Non ml ray uses

Ray seems built for ML but do you think it would be a good fit also for any other project, even say a basic web API, where I could scale up the requests so that each request would have an actor or a remote function producing the result?

Great question!

You can certainly build web apps, for example, see

Here are a good talk on how Ant Financial uses Ray to build a fusion engine performing a wide range of compute tasks (e.g., streaming, graph, batch, ML, etc workloads)

Some production use cases involving ML-based applications.

Note that many of these applications involve ML in some form, often integrated into broader application logic.

Well, apart from the ML projects we have were I work, we also have set of microservices, so I was wondering if using ray for our microservices could be a good thing, in order to make good use of CPUs when we run our microservices. Thing is I come from using mainly Go, and there I can spin as many go routines as I want, I was thinking if with ray I could achieve something similar, where the remote functions or actors could make use of parallelism without me having to care of proccesses by myself.

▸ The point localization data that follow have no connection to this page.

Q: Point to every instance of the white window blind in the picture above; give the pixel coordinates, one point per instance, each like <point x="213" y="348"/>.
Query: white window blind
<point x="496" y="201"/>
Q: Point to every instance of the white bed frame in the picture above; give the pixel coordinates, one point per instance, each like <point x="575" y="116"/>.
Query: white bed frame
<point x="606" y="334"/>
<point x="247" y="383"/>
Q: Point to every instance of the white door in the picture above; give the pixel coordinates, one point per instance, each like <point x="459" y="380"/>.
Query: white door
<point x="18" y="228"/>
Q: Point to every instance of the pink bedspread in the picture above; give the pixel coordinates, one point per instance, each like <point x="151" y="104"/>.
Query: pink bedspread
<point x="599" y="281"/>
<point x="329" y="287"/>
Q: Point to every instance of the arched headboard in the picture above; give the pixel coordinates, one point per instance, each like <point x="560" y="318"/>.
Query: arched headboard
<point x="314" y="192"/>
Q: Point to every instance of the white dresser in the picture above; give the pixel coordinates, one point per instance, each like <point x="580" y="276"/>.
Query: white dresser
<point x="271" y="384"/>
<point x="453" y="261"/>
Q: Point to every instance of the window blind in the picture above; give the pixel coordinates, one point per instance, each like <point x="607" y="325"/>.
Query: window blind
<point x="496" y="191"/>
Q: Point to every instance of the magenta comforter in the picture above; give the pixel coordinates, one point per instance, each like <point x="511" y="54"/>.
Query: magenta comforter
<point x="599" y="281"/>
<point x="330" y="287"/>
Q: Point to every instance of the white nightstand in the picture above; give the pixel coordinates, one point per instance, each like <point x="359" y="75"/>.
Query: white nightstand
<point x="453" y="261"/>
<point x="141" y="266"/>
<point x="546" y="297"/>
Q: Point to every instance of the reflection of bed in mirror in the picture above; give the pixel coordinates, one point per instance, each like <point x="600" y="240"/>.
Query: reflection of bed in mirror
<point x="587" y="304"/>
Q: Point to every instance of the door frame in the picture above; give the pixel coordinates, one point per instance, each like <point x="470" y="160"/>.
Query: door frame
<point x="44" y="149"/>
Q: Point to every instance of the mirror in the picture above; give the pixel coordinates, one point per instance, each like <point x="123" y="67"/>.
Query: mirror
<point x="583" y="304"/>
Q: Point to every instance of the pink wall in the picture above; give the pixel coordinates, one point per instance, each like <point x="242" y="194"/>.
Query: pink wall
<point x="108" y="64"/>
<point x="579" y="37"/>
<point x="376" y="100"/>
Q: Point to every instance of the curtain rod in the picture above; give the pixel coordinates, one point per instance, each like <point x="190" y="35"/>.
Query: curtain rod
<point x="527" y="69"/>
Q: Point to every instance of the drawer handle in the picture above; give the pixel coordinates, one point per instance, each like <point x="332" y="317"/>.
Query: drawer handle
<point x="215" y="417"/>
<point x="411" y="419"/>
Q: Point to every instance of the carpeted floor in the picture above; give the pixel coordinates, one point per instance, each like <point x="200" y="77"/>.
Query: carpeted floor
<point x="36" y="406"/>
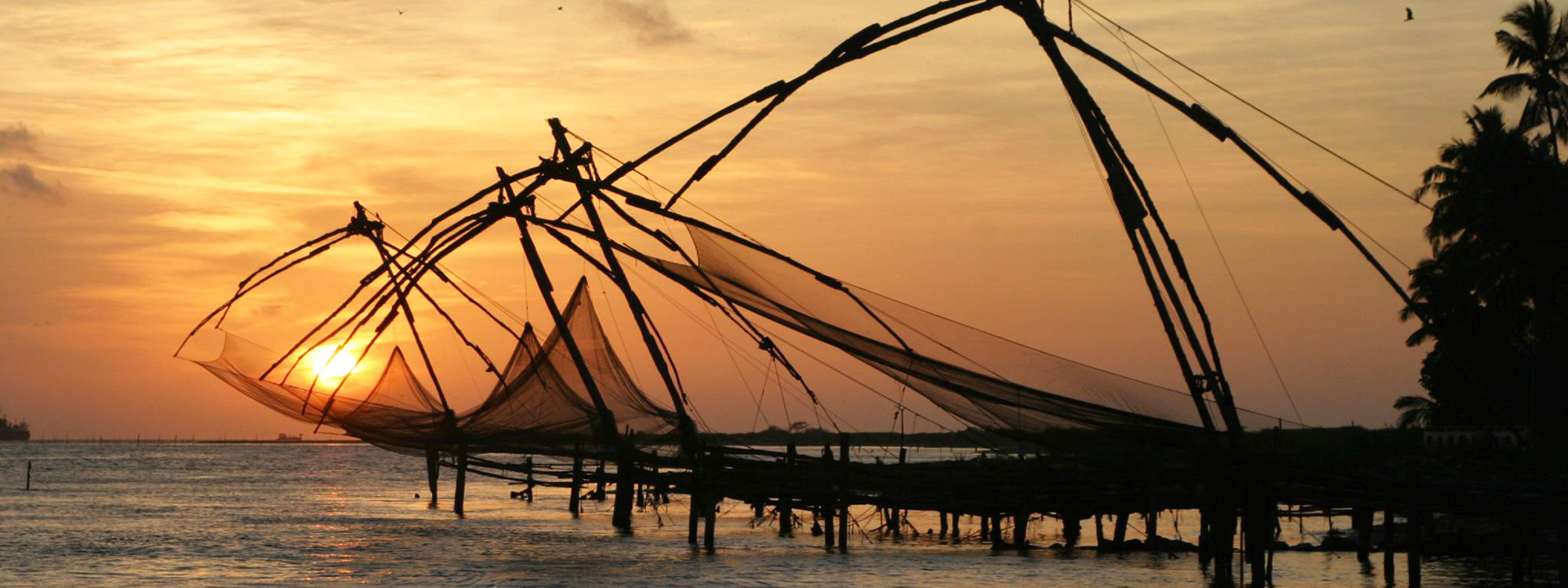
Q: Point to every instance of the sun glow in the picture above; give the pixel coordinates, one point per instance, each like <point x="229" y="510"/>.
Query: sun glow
<point x="330" y="366"/>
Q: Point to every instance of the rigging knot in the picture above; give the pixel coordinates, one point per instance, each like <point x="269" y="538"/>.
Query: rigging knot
<point x="361" y="223"/>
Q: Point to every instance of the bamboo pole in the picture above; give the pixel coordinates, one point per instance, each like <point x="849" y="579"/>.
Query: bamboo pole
<point x="432" y="473"/>
<point x="462" y="459"/>
<point x="786" y="509"/>
<point x="844" y="493"/>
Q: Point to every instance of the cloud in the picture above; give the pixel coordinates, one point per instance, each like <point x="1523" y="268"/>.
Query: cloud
<point x="18" y="140"/>
<point x="20" y="183"/>
<point x="650" y="21"/>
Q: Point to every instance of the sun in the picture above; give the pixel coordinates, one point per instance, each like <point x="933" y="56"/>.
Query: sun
<point x="330" y="366"/>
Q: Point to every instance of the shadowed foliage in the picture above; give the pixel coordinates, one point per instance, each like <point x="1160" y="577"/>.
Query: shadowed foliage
<point x="1537" y="49"/>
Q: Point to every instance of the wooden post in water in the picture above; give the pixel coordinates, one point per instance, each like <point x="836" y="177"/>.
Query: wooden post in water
<point x="1122" y="531"/>
<point x="432" y="471"/>
<point x="1362" y="523"/>
<point x="844" y="493"/>
<point x="598" y="487"/>
<point x="786" y="509"/>
<point x="711" y="498"/>
<point x="463" y="471"/>
<point x="1517" y="551"/>
<point x="896" y="515"/>
<point x="528" y="492"/>
<point x="1072" y="529"/>
<point x="575" y="503"/>
<point x="827" y="509"/>
<point x="1414" y="518"/>
<point x="625" y="481"/>
<point x="1388" y="546"/>
<point x="1022" y="531"/>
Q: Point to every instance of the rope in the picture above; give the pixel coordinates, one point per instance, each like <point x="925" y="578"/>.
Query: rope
<point x="1095" y="13"/>
<point x="1216" y="241"/>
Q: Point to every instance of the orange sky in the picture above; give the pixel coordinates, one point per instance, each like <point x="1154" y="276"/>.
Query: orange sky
<point x="154" y="153"/>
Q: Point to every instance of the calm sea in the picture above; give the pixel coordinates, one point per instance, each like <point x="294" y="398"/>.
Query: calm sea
<point x="305" y="515"/>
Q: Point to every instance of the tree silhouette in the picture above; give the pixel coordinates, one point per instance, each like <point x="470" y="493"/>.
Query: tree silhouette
<point x="1415" y="412"/>
<point x="1492" y="292"/>
<point x="1539" y="51"/>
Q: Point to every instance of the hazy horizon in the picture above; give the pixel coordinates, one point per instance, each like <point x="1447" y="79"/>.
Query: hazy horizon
<point x="147" y="169"/>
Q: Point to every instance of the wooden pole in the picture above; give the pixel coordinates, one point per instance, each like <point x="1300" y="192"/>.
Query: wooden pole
<point x="1517" y="551"/>
<point x="1122" y="531"/>
<point x="1414" y="532"/>
<point x="432" y="471"/>
<point x="827" y="507"/>
<point x="844" y="493"/>
<point x="1362" y="521"/>
<point x="529" y="490"/>
<point x="896" y="514"/>
<point x="786" y="509"/>
<point x="1072" y="531"/>
<point x="463" y="471"/>
<point x="1388" y="546"/>
<point x="1022" y="531"/>
<point x="575" y="503"/>
<point x="711" y="498"/>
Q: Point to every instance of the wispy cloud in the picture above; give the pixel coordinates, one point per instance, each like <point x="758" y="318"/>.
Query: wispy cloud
<point x="20" y="183"/>
<point x="650" y="21"/>
<point x="18" y="140"/>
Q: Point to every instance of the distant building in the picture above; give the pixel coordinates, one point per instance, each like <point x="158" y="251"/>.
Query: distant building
<point x="1464" y="440"/>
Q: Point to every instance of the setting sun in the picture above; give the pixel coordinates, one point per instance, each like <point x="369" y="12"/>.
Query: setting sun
<point x="328" y="366"/>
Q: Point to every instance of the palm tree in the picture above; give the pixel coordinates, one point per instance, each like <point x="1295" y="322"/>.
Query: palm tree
<point x="1494" y="292"/>
<point x="1539" y="51"/>
<point x="1415" y="412"/>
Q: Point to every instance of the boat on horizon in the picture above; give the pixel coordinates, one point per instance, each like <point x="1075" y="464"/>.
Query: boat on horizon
<point x="15" y="430"/>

The only problem, form what I see,is that I should deploy each microservice in a new ray cluster, not sure if this is a good thing for something with potentially 100s of microservices

I mean I could also have ray running on a single pod per service instance, but I was after achieving something similar to what akka does

It’s hard to say without knowing more about your use case, but it sounds like you may want to deploy all the microservices in a single Ray cluster.

So you confirm that ML is just an application of distributed workload for Ray and that other distributed workload could be built using Ray Serve ?

That’s right. You can build very sophisticated non ML applications on top of Ray! Take a look at some of the talks here from the last Ray Summit.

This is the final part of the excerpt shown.